Mientras escuchaba el canto de fin de año, recordé el consejo de mi padre y traté de “comprender” lo que los pájaros tenían que decir. Obviamente no comprendí nada, “escucharlos” buscando un mensaje oculto es una cursilería, pero me entretuve realizando una actividad retrospectiva.
Los pájaros me regresaron de mi ensueño, de la etapa de inconsciencia que por naturaleza compartimos y en la que aceptamos el papel de sujetos pasivos ante el acontecer universal, para ponerme a pensar acerca de si tenía algún propósito para el próximo año y aquí es donde se complica mi narración.
Haré mi mayor esfuerzo posible por darle unidad a este escrito, pero debo empezar afirmando que la desidia no es un elemento del carácter que uno deba confesar públicamente, no obstante, y en un arranque de confianza ingenua pensando que lo que escriba no será utilizado en mi contra, debo aceptar que cuando se trata de sentarse a escribir estas líneas semanales soy una persona sumamente apática.
No sé por qué me sucede, pero siempre es más fuerte el sentimiento que me obliga a abandonar mis intenciones de conceder la seriedad necesaria a esta actividad que supuestamente me gusta mucho, de darle el tiempo que merece si quiero tenerlo a usted, amable lector, leyendo estas líneas. Además del imperativo moral de comunicar claramente lo que pienso vale el quebranto del silencio.
De esas reflexiones surgió el buen propósito para este año de esmerarme en el proceso de escritura de estas líneas. Podría ser hasta terapéutico, aunque he de decir que este primer intento fracasó; es martes por la noche y aún no concluyo.

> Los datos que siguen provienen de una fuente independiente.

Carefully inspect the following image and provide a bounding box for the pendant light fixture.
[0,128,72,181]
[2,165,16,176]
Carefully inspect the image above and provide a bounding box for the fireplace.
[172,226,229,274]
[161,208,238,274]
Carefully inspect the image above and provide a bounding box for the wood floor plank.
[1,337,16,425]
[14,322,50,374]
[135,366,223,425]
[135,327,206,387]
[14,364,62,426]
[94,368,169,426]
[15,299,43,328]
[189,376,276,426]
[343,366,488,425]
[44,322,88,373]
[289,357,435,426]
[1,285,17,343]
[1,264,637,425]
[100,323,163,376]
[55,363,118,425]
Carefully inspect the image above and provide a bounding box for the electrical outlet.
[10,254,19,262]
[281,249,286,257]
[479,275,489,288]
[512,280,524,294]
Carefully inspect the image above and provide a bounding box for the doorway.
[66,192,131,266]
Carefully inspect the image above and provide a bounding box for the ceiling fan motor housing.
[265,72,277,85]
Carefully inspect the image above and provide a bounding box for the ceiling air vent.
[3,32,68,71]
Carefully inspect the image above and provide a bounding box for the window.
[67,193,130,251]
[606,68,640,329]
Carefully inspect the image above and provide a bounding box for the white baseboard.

Lo que debo hacer para estar satisfecho con el intento por cumplir el propósito es lograr escribir el siguiente texto el mismo día que se publique el previo. Así tendría más días para experimentar con la estructura, redacción y ortografía de lo que haya logrado en el primer borrador.
Aunque pensándolo bien, previamente en el año sí había dedicado unos minutos en diciembre a pensar en un propósito, fue durante una visita a la librería “El Péndulo”, donde curiosamente me encontré con un título que llamó mi atención.
“La mente bien ordenada” de Edgar Morin, un pensador francés del que escuché porque fue parte de la Resistencia francesa durante la Segunda Guerra Mundial, a la que mi antiguo escritor favorito, Albert Camus, fallecido el 4 de enero de 1960, también perteneció.
El título captó mi interés porque pensé que si de algo tengo necesidad, es de tener una mente bien ordenada. Pensar en muchas cosas intrascendentes y banales, y conceptualizarlas como “preocupaciones” es altamente nocivo para la salud emocional y no te permite tomar decisiones prácticas, libres de toda intencionalidad, excepto la de resolver efectivamente.
Bueno, en todas esas cosas andaba pensando a propósito del consejo de mi padre, que este 4 de enero de 2021 cumple su décimo aniversario luctuoso. Concluí dos cosas: que ese Dios hablándome del que me advertía mi padre es la oportunidad de despertar admirando la Gracia de la Naturaleza y que mi papá era un laico de sepa.